Data Types: `double`

List of the number of proposed clusters for which to compute criterion values, returned as a positive integer vector.

Data Types: `double`

Optimal number of clusters, returned as a positive integer scalar.

Data Types: `double`

Optimal clustering solution corresponding to `OptimalK`, returned as a positive integer column vector. Each row of `OptimalY` represents the cluster index of the corresponding observation (or row) in `X`. If you specify the clustering solutions as an input argument to `evalclusters` when you create the clustering evaluation object, or if the clustering evaluation object is compact (see `compact`), then `OptimalY` is empty.

Data Types: `double`

### Sample Data Properties

Excluded data, returned as a logical column vector. If an element of `Missing` is `true`, then the corresponding observation (or row) in the data matrix `X` is not used in the clustering solutions. If the clustering evaluation object is compact (see `compact`), then `Missing` is empty.

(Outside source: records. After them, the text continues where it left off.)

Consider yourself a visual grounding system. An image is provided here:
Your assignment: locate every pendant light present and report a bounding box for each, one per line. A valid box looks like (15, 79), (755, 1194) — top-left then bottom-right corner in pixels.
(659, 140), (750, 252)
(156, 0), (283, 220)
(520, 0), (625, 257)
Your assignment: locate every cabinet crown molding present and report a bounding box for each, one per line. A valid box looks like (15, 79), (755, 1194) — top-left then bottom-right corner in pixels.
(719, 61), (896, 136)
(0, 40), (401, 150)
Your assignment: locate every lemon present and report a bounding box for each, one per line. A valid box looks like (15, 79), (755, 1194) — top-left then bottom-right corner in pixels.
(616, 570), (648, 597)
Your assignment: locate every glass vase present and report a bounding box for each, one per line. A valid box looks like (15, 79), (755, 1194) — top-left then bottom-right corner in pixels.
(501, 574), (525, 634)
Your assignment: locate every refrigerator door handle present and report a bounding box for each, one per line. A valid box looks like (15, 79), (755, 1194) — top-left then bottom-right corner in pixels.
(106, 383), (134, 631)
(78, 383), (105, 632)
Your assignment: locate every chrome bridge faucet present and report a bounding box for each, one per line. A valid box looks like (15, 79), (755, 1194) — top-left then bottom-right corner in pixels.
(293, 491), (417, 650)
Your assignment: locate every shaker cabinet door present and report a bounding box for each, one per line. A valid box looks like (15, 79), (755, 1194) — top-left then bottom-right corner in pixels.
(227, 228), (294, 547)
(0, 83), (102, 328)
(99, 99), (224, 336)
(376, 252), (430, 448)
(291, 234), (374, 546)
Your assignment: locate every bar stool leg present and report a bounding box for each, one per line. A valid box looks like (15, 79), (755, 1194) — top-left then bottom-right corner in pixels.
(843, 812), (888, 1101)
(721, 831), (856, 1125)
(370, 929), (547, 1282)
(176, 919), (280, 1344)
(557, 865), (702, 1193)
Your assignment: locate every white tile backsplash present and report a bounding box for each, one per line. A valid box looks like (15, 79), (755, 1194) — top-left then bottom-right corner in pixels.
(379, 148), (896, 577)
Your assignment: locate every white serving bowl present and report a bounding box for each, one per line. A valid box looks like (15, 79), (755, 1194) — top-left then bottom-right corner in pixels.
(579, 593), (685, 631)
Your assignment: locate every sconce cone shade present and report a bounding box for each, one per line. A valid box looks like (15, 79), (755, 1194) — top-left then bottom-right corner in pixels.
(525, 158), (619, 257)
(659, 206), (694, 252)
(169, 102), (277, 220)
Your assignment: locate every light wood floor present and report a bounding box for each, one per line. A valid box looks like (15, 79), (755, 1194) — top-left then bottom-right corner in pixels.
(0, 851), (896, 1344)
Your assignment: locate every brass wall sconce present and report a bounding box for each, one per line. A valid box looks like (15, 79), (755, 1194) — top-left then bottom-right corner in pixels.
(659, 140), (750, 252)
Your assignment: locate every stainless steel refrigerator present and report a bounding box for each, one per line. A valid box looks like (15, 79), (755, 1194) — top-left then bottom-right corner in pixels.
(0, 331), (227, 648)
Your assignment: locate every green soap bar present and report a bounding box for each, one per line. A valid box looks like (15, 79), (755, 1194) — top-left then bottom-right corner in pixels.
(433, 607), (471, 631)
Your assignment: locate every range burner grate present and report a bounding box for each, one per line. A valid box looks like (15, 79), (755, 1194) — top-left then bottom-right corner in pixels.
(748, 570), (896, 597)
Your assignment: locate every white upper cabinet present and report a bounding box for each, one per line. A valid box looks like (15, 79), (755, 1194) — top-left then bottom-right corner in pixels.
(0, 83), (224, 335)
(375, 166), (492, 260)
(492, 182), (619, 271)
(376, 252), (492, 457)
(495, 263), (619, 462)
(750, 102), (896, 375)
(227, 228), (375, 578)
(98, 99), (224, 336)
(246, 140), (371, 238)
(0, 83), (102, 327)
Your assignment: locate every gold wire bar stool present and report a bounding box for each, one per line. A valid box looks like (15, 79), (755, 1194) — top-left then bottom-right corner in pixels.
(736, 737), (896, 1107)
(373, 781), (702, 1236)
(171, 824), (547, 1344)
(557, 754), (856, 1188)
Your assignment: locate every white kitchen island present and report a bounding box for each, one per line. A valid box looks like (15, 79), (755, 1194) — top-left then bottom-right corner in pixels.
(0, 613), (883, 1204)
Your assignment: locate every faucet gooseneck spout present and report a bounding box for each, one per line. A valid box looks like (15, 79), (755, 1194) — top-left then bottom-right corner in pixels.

Data Types: `double` | `logical`

Number of observations in the data matrix `X`, ignoring observations with missing (`NaN`) values, returned as a positive integer scalar.

Data Types: `double`

Data used for clustering, returned as a numeric matrix. Rows correspond to observations, and columns correspond to variables. If the clustering evaluation object is compact (see `compact`), then `X` is empty.

Data Types: `single` | `double`

## Object Functions

 `addK` Evaluate additional numbers of clusters `compact` Compact clustering evaluation object `plot` Plot clustering evaluation object criterion values

## Examples

collapse all

Evaluate the optimal number of clusters using the Davies-Bouldin clustering evaluation criterion.

Generate sample data containing random numbers from three multivariate distributions with different parameter values.

```rng("default") % For reproducibility n = 200; mu1 = [2 2]; sigma1 = [0.9 -0.0255; -0.0255 0.9]; mu2 = [5 5]; sigma2 = [0.5 0; 0 0.3]; mu3 = [-2 -2]; sigma3 = [1 0; 0 0.9]; X = [mvnrnd(mu1,sigma1,n); ... mvnrnd(mu2,sigma2,n); ... mvnrnd(mu3,sigma3,n)];```

Evaluate the optimal number of clusters using the Davies-Bouldin criterion. Cluster the data using `kmeans`.

`evaluation = evalclusters(X,"kmeans","DaviesBouldin","KList",1:6)`
```evaluation = DaviesBouldinEvaluation with properties: NumObservations: 600 InspectedK: [1 2 3 4 5 6] CriterionValues: [NaN 0.4663 0.4454 0.8316 1.0444 0.9236] OptimalK: 3 ```

The `OptimalK` value indicates that, based on the Davies-Bouldin criterion, the optimal number of clusters is three.

Plot the Davies-Bouldin criterion values for each number of clusters tested.

`plot(evaluation)`

The plot shows that the lowest Davies-Bouldin value occurs at three clusters, suggesting that the optimal number of clusters is three.

Create a grouped scatter plot to visually examine the suggested clusters.

```clusters = evaluation.OptimalY; gscatter(X(:,1),X(:,2),clusters,[],"xod")```

The plot shows three distinct clusters within the data: cluster 1 in the lower-left corner, cluster 2 in the upper-right corner, and cluster 3 near the center of the plot.